Segundo a secretária de Cultura, Ursula Vidal, o livro auxilia a pensar e problematizar as questões mais importantes na construção de uma sociedade mais justa, igualitária, solidária, além da formação de uma sociedade crítica, de uma juventude atuante e protagonista do seu território.
“Queremos celebrar o avanço da política do Governo do Pará em relação ao incentivo, além do acesso ao livro e à leitura. O livro é um instrumento importantíssimo, a produção literária parte, inclusive, da oralidade que é uma característica muito forte das nossas comunidades e povos tradicionais da nossa região amazônica. É muito importante fortalecer o trabalho dos espaços de mediações à leitura e bibliotecas de base comunitária. Além das bibliotecas públicas que fazem parte das escolas, a Secretaria de Estado de Educação (Seduc) é uma parceria no processo de acesso ao livro para os estudantes”, pontua Ursula.

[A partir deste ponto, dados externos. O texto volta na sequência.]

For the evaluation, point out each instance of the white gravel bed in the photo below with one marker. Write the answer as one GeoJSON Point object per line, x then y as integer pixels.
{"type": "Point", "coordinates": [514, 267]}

Entre as demandas em realização pela Secult estão como Anais do Arquivo Público, Série Restauro, que irá detalhar o processo de restauração do Palacete Faciola, assim como os livros do Selo Cultura e Memória, que resguardam as nossas memórias nas diversas linguagens artísticas.
“Com a nossa Lei Aldir Blanc, nós tivemos mais de R$ 2 milhões destinados a 96 projetos contemplados na área do livro e leitura. O edital de Multilinguagem também teve sete projetos com mais de R$ 200 mil voltados para projetos ao incentivo ao livro, além de fortalecer o contato do autor com o seu público. Destinamos mais R$ 700 mil, de uma parceria com o SESC e dentro da Lei Aldir Blanc, para aquisição de mais de 22.600 exemplares e mais de 4.400 títulos, principalmente autores paraenses, mas também de acervos, livrarias e editoras”, acrescenta a secretária.

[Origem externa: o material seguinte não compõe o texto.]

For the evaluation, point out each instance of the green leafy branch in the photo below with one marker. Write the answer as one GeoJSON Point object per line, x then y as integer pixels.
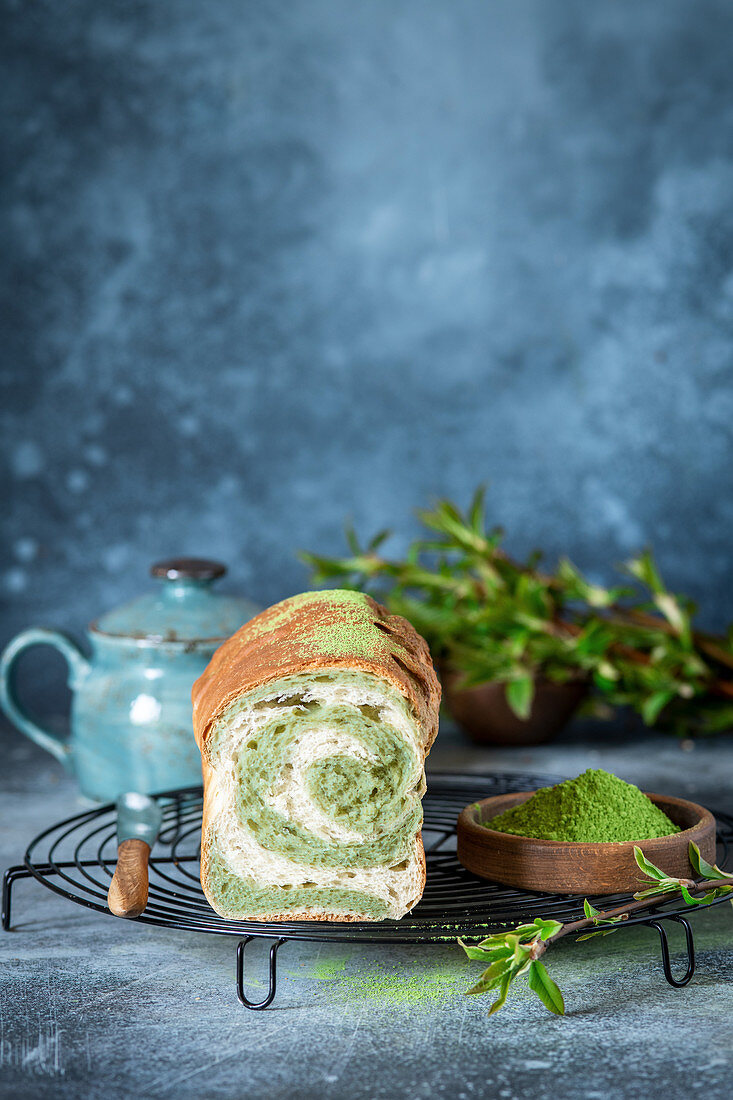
{"type": "Point", "coordinates": [511, 954]}
{"type": "Point", "coordinates": [488, 617]}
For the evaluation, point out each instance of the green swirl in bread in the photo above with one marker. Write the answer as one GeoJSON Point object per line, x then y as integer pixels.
{"type": "Point", "coordinates": [314, 779]}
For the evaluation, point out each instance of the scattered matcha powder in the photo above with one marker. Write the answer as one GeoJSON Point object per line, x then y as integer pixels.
{"type": "Point", "coordinates": [593, 807]}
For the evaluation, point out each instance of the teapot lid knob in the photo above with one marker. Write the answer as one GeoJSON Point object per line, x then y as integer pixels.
{"type": "Point", "coordinates": [188, 569]}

A literatura paraense também conta com o incentivo da Imprensa Oficial do Estado (Ioepa). Em 2019, buscando instituir uma política pública para a publicação de livros, revistas, cartilhas, jornais e e-books, o Estado criou a Editora Pública da Dalcídio Jurandir, com objetivo de valorizar as produções literárias e científicas locais.

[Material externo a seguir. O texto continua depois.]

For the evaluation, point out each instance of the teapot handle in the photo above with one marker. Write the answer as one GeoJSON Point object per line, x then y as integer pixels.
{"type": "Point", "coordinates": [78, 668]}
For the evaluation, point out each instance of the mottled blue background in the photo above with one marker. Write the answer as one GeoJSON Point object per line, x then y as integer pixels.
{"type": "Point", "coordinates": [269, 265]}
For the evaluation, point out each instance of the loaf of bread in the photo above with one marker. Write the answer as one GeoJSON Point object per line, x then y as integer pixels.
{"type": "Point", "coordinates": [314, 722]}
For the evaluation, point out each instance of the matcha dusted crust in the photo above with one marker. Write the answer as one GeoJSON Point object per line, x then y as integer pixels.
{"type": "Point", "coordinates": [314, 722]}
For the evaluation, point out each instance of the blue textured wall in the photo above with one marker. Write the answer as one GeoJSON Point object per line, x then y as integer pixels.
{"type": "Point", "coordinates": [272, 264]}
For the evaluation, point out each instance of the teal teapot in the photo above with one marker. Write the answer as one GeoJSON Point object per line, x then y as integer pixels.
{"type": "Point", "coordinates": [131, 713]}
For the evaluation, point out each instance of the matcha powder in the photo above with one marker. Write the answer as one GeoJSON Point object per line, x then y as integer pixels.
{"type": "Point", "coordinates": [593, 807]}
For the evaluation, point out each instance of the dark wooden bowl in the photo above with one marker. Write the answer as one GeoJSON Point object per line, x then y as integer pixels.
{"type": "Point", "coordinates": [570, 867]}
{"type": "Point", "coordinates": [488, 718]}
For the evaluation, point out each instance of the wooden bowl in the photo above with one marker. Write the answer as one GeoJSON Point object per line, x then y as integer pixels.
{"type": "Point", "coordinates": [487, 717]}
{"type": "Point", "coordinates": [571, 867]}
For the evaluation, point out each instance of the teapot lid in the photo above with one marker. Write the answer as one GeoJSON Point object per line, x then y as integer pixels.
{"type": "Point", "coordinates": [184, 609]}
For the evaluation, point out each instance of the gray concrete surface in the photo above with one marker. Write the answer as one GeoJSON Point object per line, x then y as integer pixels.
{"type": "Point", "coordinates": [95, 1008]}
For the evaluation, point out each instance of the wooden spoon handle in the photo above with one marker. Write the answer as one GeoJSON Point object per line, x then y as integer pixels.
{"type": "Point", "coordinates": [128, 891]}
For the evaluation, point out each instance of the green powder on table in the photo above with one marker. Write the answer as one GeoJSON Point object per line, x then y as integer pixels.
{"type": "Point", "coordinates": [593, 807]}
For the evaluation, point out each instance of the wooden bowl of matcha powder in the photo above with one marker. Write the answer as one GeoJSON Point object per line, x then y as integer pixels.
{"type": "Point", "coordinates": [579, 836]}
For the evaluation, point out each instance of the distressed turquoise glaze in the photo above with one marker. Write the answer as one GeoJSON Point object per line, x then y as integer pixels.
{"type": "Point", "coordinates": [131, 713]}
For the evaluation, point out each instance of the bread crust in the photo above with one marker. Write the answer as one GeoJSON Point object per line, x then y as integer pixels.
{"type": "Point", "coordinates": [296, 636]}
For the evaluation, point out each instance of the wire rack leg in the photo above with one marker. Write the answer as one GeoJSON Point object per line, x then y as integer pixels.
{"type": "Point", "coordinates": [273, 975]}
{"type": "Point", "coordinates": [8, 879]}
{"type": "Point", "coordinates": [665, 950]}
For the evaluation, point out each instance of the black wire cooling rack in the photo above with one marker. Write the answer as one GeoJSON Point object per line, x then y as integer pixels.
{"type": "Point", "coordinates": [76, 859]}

Jorge Panzera, presidente da Ioepa, fala sobre a criação da política pública de publicação e edição de livros. “Foi uma grande conquista para os que pensam no incentivo à literatura. Passamos a ter, a partir do decreto assinado pelo governador Helder Barbalho, um instrumento de fomento à publicação de novos autores e à reedição de consagrados que há muito tempo não são publicados e a pensar parcerias com instituições para publicação de livros científicos e acadêmicos, como a Universidade do Estado do Pará (Uepa)”, pontua o presidente.
Ainda segundo Jorge Panzera, o órgão se dedica a ampliar vozes. “A Ioepa tem dedicado grande parte da estrutura do órgão à produção de livros de autores paraenses, incentivando novos talentos e valorizando outros já de muita tradição. O livro tem um papel importante na vida da humanidade; dizem acertadamente que quem muda o mundo não são os livros, são os homens. Entretanto, os livros mudam os homens, os fazem melhores e com mais condições de mudar o mundo positivamente.”
Feira Pan-Amazônica do Livro
Entre os dias 1º e 05 de dezembro será realizada na Arena Guilherme Paraense, em Belém, a Feira Pan-Amazônica do Livro, sob a condução da Secult e com a participação da Ioepa.
“Será um momento de reencontro da população paraense. Um importante movimento do livro no Estado do Pará. Nós da Ioepa e a nossa editora lançaremos um conjunto de livros, seja do nosso edital público ou de outras seleções”, adianta Jorge.